Some other observations:
n Gillespie has a clearer message than Northam does. That message — tax cuts — may or may not be good policy, but it’s easy to visualize what Gillespie would try to do as governor. Northam doesn’t have a particularly concise message, other than he would continue McAuliffe’s policies and oppose Trump’s. Perhaps the most astonishing thing to happen in the race came when The Washington Post’s editorial board, normally friendly toward Democratic candidates, slammed Northam for saying he’d replace the state’s Standards of Learning tests but was then “utterly unable to explain” what he’d replace them with.
n Northam has some interesting ideas that he hasn’t pushed very well. The model for messaging is Jim Gilmore’s “No Car Tax!” campaign of 1997. Simple, clear, easy to fit on a bumper sticker. (Again, let’s set aside whether it was good fiscal policy). Northam has a proposal that isn’t quite free community college, but would lead the state in that direction. However, he hasn’t distilled that into a simple message of Gilmoresque clarity. Likewise, Northam has proposed to cut the state’s tax on food. This was the kind of thing that Henry Howell built an entire campaign around in the 1970s, but Northam hasn’t.
n Democrats have missed an opportunity to make a play for rural votes. Once again, Northam has made some fascinating policy initiatives. He was the first to propose expanding the University of Virginia’s College at Wise; something Gillespie liked so much he endorsed, as well. Northam also proposed waiving certain taxes for start-ups in rural areas. A Democrat proposing tax cuts! Yet there’s been no real campaign follow-through to talk that up and cut into Republican margins in rural areas. This seems campaign malpractice.
n Neither candidate scares the other side. Four years ago, Ken Cuccinelli terrified Democrats and Republicans were repulsed by McAuliffe. Even then turnout was 43 percent — in contrast to presidential years where turnout typically tops 70 percent. Neither Gillespie nor Northam seem likely to provoke a backlash from the other side. Maybe Trump will drive the turnout (Democrats hope so), but the candidates themselves probably won’t.
n In fact, neither candidate excites a key segment of his party’s base. Some so-called “progressives” aren’t particularly thrilled by the centrist, low-key Northam. And environmental voters are especially unhappy that he’s refused to oppose natural gas pipelines. Northam has an “enthusiasm gap” on his left.
Meanwhile, Gillespie faces a potential “enthusiasm gap” on his right among Trump supporters.
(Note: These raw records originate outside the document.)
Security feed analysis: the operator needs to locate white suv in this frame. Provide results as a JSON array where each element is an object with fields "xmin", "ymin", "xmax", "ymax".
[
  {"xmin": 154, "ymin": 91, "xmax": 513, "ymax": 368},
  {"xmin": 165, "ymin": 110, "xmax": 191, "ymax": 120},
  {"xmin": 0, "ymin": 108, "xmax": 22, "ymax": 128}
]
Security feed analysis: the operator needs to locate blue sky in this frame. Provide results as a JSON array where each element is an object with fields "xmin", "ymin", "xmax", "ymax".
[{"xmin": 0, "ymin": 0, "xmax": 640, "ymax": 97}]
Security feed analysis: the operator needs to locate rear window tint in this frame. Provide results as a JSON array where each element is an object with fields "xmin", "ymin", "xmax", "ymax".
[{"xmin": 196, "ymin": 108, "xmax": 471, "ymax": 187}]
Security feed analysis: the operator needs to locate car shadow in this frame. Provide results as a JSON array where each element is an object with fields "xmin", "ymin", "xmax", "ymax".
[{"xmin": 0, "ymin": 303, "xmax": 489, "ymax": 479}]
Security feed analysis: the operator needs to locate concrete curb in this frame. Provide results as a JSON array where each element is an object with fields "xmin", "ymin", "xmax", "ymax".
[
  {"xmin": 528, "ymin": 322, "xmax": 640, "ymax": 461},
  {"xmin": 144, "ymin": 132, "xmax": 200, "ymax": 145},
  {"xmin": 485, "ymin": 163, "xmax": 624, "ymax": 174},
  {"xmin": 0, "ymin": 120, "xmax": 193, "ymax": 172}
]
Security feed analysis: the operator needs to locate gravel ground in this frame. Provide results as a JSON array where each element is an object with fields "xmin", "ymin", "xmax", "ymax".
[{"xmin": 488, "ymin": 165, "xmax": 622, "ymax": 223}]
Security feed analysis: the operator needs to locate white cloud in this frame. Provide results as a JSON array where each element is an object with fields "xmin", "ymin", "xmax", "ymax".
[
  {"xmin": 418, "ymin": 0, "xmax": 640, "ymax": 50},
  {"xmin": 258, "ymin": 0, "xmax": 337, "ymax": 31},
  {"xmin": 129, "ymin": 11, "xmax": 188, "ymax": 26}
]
He’s done a better job of addressing that, though, by calling attention to Northam’s position on Confederate statues (the Democrat wants them taken down) and the MS-13 gang.
Both of those issues may excite the Trump base, but risk tainting Gillespie’s good name. The statue issue is mostly contrived; the state apparently owns just two Confederate statues. The rest are owned by local governments. A governor can’t take them down. There’s a legitimate issue with gang violence. But it’s an ugly move to the extent that the focus on MS-13, whose members are primarily of Central American origin, really inflames anti-immigrant feelings. Demographically speaking, rural Virginia needs more immigrants to help reverse population declines. Gillespie’s not helping us have a thoughtful conversation there.
Ultimately, most of things the candidates are talking about — Trump for Democrats, statues for Republicans — are distractions designed to excite certain voters. If candidates spent their time talking about the issues a governor actually deals with, we’d be seeing television commercials focused on the minutiae of economic policy.
Sadly, that would probably give us an even lower turnout than the one we’ll likely get.